When I came back to Zurich from Prague, my friend the mathematician Marcel Grossman was waiting for me. He had helped me before in supplying me with mathematical literature when I was working at the patent office in Bern and had some difficulties in obtaining mathematical articles. First he taught me the work of Curbastro Gregorio Ricci and later the work of Riemann. I discussed with him whether the problem could be solved using Riemann theory, in other words, by using the concept of the invariance of line elements. We wrote a paper on this subject in 1913, although we could not obtain the correct equations for gravity. I studied Riemann's equations further only to find many reasons why the desired results could not be attained in this way.
After two years of struggle, I found that I had made mistakes in my calculations. I went back to the original equation using the invariance theory and tried to construct the correct equations. In two weeks the correct equations appeared in front of me!
Concerning my work after 1915, I would like to mention only the problem of cosmology. This problem is related to the geometry of the universe and to time. The foundation of this problem comes from the boundary conditions of the general theory of relativity and the discussion of the problem of inertia by Mach. Although I did not exactly understand Mach's idea about inertia, his influence on my thought was enormous.

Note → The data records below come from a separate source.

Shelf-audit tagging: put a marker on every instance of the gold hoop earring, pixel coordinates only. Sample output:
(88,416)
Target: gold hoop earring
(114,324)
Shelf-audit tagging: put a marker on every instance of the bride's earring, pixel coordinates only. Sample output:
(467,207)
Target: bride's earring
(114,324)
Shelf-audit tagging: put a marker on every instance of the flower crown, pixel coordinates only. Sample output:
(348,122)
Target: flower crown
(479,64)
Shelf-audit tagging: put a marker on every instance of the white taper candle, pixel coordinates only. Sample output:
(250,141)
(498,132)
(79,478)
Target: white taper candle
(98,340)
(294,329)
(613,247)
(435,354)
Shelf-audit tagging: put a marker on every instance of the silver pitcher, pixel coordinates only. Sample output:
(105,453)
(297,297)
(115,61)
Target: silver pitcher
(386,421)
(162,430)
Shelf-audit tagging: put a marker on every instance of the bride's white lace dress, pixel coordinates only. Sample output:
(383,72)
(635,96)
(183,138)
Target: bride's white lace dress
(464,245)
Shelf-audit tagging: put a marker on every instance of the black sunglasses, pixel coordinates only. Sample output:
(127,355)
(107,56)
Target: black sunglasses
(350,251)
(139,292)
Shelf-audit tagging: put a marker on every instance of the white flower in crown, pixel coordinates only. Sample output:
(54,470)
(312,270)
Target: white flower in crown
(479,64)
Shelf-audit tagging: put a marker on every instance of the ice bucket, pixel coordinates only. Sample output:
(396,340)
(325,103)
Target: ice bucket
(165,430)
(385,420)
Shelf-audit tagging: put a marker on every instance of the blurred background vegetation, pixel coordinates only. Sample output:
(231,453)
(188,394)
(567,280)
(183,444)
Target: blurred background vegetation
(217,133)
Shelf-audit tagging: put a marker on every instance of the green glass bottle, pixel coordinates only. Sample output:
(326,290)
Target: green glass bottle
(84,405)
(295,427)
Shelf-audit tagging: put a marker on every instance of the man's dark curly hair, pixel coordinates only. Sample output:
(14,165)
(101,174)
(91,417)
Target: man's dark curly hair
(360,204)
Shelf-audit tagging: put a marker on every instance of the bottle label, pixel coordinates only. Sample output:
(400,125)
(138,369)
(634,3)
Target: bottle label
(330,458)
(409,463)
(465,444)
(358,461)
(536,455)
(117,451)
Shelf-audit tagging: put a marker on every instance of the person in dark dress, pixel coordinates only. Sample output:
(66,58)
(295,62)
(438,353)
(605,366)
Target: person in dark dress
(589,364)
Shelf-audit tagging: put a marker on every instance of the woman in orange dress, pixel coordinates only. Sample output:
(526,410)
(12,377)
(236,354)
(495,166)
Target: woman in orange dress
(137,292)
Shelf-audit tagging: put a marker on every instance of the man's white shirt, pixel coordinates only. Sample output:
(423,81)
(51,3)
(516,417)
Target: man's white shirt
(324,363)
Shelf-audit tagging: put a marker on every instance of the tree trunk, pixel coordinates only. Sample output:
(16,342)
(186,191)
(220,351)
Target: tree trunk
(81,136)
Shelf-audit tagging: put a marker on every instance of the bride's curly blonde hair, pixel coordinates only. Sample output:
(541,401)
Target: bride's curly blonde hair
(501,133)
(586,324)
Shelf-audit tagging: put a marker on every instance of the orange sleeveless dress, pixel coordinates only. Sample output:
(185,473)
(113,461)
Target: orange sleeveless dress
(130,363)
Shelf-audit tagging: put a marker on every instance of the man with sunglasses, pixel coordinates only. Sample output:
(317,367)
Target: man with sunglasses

I solved the problem of cosmology by imposing invariance on the boundary condition for the gravitational equations. I finally eliminated the boundary by considering the Universe to be a closed system. As a result, inertia emerges as a property of interacting matter and it should vanish if there were no other matter to interact with. I believe that with this result the general theory of relativity can be satisfactorily understood epistemologically.